What Has Been Seized

Since February 2024, the scale of seizures has been documented:

  • Over $350,000 in cannabis products seized
  • 14+ licensed New Mexico cannabis businesses have had products confiscated
  • Workers transporting legally licensed inventory have been detained and fingerprinted
  • Those workers' names have been entered into federal drug trafficking databases, potentially affecting future employment, travel, and immigration status

These are not anonymous consumers. These are licensed, regulated businesses operating legally under New Mexico law whose products and employees have been treated as drug traffickers by the federal government.

Industry & Government Response

The checkpoint issue has triggered a significant political and legal response:

  • Ultra Health, one of NM's largest cannabis operators, relocated production operations north to avoid having to transport product through the I-25 checkpoint
  • The ACLU has challenged the seizures, arguing that interior checkpoints are being used beyond their immigration-enforcement scope
  • Governor Michelle Lujan Grisham contacted the Department of Homeland Security about the issue
  • CBP has refused to change its enforcement policy, maintaining that cannabis remains federally illegal regardless of state authorization

Practical Advice for Consumers

If you're purchasing cannabis in southern New Mexico and plan to travel:

  • Purchase and consume in the same area. If you buy in Las Cruces, consume in Las Cruces. Don't plan to transport it north.
  • Albuquerque and Santa Fe are north of all checkpoints. If you're visiting those cities, buy there. You will not encounter a checkpoint between ABQ and Santa Fe.
  • There is no guaranteed checkpoint-free route from southern NM heading north. Back roads (NM-185, county roads) may also have checkpoints.
  • Do not assume checkpoints are always staffed. They can be activated or deactivated without notice.
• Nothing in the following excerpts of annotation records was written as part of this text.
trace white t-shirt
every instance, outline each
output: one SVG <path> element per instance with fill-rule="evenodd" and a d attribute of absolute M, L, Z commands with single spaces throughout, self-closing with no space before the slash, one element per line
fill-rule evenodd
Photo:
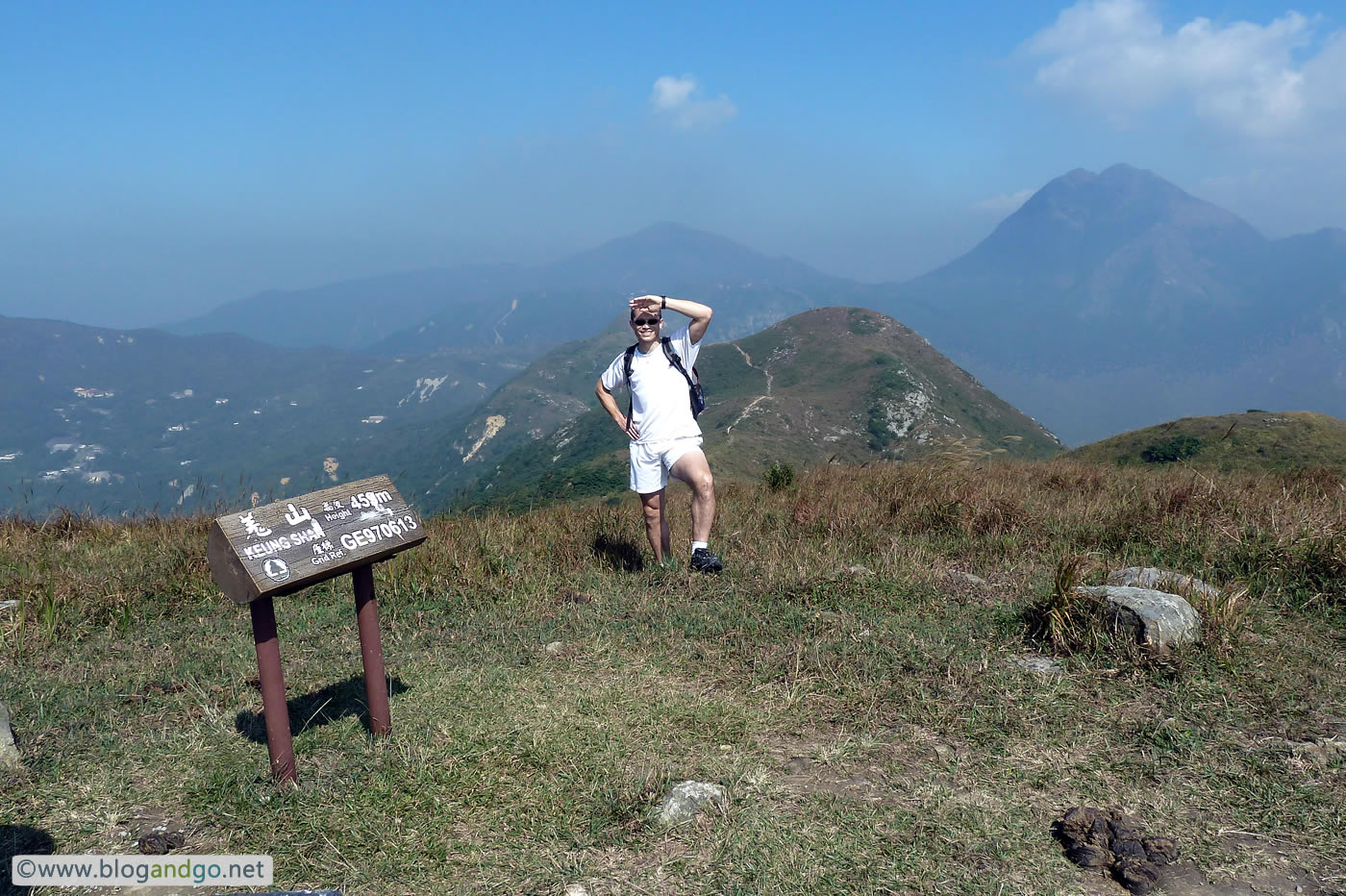
<path fill-rule="evenodd" d="M 669 336 L 669 347 L 677 352 L 688 375 L 692 375 L 697 354 L 690 328 L 688 324 Z M 626 386 L 625 358 L 626 352 L 618 355 L 603 371 L 603 387 L 608 391 Z M 654 343 L 649 354 L 637 348 L 631 357 L 631 422 L 641 433 L 635 441 L 642 444 L 701 435 L 692 416 L 686 378 L 669 363 L 660 343 Z"/>

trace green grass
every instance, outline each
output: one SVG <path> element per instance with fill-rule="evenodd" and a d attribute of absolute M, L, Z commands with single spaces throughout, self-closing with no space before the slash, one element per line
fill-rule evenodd
<path fill-rule="evenodd" d="M 0 599 L 24 601 L 0 611 L 27 760 L 5 823 L 125 852 L 167 814 L 183 852 L 347 893 L 1069 893 L 1092 879 L 1051 821 L 1119 805 L 1211 873 L 1275 866 L 1230 852 L 1244 830 L 1341 888 L 1346 770 L 1285 743 L 1346 722 L 1343 511 L 1271 476 L 832 467 L 723 487 L 715 578 L 621 570 L 634 502 L 435 518 L 376 569 L 390 740 L 362 724 L 349 580 L 277 601 L 295 791 L 244 733 L 248 613 L 205 521 L 0 523 Z M 1073 556 L 1248 591 L 1199 647 L 1102 638 L 1027 671 L 1053 648 L 1026 613 Z M 682 779 L 725 786 L 727 814 L 649 827 Z"/>

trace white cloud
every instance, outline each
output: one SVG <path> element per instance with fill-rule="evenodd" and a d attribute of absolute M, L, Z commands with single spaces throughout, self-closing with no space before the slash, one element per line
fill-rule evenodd
<path fill-rule="evenodd" d="M 980 202 L 972 203 L 972 210 L 988 215 L 996 215 L 1003 218 L 1004 215 L 1014 214 L 1019 211 L 1019 206 L 1028 202 L 1028 196 L 1032 195 L 1032 190 L 1020 190 L 1018 192 L 1001 192 L 999 196 L 991 196 L 989 199 L 983 199 Z"/>
<path fill-rule="evenodd" d="M 1042 61 L 1040 87 L 1116 124 L 1178 104 L 1226 130 L 1281 137 L 1346 124 L 1346 32 L 1314 48 L 1316 24 L 1291 11 L 1269 24 L 1197 17 L 1166 31 L 1147 0 L 1081 0 L 1020 50 Z"/>
<path fill-rule="evenodd" d="M 723 93 L 713 100 L 701 100 L 701 85 L 690 75 L 674 78 L 664 75 L 654 82 L 650 106 L 674 128 L 713 128 L 739 114 L 739 108 Z"/>

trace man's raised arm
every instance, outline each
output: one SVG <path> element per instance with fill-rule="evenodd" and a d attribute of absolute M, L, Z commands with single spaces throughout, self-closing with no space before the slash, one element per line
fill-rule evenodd
<path fill-rule="evenodd" d="M 711 305 L 703 305 L 700 301 L 673 299 L 670 296 L 639 296 L 638 299 L 631 299 L 630 305 L 635 313 L 660 313 L 661 308 L 668 308 L 669 311 L 676 311 L 680 315 L 686 315 L 692 319 L 692 326 L 688 327 L 688 335 L 690 336 L 693 344 L 701 342 L 701 336 L 705 335 L 705 328 L 711 326 Z"/>

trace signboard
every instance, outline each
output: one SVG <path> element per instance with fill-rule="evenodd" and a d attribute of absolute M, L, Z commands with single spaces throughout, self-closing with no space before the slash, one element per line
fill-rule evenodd
<path fill-rule="evenodd" d="M 292 595 L 415 548 L 425 527 L 393 480 L 373 476 L 225 514 L 206 557 L 219 589 L 248 604 Z"/>

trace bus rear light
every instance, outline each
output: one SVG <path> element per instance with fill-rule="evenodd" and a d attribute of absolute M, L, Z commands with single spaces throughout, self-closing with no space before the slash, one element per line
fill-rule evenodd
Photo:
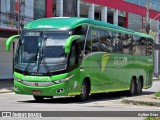
<path fill-rule="evenodd" d="M 64 92 L 64 88 L 58 89 L 58 90 L 56 91 L 56 93 L 62 93 L 62 92 Z"/>

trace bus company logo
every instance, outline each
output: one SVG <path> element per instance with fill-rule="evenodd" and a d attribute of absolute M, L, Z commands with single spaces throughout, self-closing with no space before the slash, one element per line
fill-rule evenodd
<path fill-rule="evenodd" d="M 54 28 L 51 25 L 39 25 L 38 28 Z"/>
<path fill-rule="evenodd" d="M 38 86 L 39 84 L 37 82 L 34 83 L 35 86 Z"/>
<path fill-rule="evenodd" d="M 2 117 L 12 117 L 11 112 L 2 112 Z"/>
The fact that a checkpoint was empty last week doesn't mean it will be empty today.
  • Federally, you have no right to refuse a search at a checkpoint. While you can decline to answer questions about citizenship, CBP operates under different legal authority than local police — Fourth Amendment protections are limited within the 100-mile border zone.
The 100-Mile Zone

All of southern New Mexico falls within the federal government's claimed 100-mile border enforcement zone. This includes Las Cruces, Sunland Park, Hobbs, Alamogordo, Deming, Silver City, and Truth or Consequences. Albuquerque is outside this zone. Santa Fe is outside this zone.

The Bigger Picture

New Mexico's checkpoint problem is unique in the legal cannabis landscape. No other recreational-use state has permanent, active federal interior checkpoints that stop all traffic on major highways. This creates a situation where cannabis is fully legal under state law, sold by licensed businesses, taxed by the state, and then seized by federal agents 35 miles up the road.

Until federal cannabis policy changes — or CBP changes its enforcement approach — this conflict will remain the defining issue of cannabis in southern New Mexico.